The Senate must also approve reauthorisation, but the House agreement increases the chances a bill will be on President Barack Obama's desk before the bank's charter expires.
Last year, the Senate Banking Committee unanimously passed an alternative bill, which was supported by the Obama administration and would have reauthorised the bank for four years while raising the lending cap to USD$140 billion in one step.
Republicans and business groups praised the House deal.
"Action on this agreement is necessary to promote American exports and remove a threat to the creation of American jobs," Republican Speaker of the House John Boehner said in a statement urging all House members to support the package.
The National Association of Manufacturers, which has backed reauthorisation in the past, said the move would boost job growth.

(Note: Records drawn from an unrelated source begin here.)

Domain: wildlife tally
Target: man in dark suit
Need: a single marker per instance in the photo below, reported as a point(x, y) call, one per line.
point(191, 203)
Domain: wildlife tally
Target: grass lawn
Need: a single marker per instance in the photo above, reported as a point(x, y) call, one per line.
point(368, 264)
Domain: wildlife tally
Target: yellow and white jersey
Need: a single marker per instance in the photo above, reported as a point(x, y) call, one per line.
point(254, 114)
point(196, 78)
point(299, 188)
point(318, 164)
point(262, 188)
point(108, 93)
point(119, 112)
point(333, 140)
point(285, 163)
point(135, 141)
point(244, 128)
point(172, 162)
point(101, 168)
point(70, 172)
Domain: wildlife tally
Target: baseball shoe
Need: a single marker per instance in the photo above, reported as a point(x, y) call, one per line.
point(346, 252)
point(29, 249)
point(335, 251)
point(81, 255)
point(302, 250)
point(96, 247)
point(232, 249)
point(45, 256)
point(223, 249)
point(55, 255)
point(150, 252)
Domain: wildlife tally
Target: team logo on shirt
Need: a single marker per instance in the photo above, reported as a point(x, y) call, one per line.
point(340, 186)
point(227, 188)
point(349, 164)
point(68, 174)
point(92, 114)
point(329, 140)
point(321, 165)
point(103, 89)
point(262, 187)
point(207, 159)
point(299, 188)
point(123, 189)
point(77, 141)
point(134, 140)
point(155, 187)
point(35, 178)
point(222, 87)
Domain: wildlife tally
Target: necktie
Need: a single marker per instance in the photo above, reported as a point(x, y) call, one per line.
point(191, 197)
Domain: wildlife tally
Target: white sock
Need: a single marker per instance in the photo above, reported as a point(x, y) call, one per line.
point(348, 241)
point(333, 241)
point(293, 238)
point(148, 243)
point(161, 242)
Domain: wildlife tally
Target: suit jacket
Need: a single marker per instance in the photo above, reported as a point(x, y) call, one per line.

"Leaders on both sides of the political aisle came together today to prevent the unilateral economic disarmament of the United States on the issue of export financing," the group said.
The Chamber of Commerce and the Business Roundtable also issued statements praising the deal.
The bill, in a nod to Delta's demands, directs the US Treasury Department to initiate and pursue multilateral negotiations for the purpose of reducing and then eliminating government export subsidies for aircraft and ultimately ending all government export subsidies. It requires the Treasury secretary to report annually on progress in those talks until export subsidies are eliminated.
The bill also requires the bank to give interested parties the opportunity to comment on any transaction over USD$100 million in a bid to ensure US companies are not put at a competitive disadvantage by a particular sale. Delta complained it has been hurt by the bank's lending to some foreign carriers such as Air India.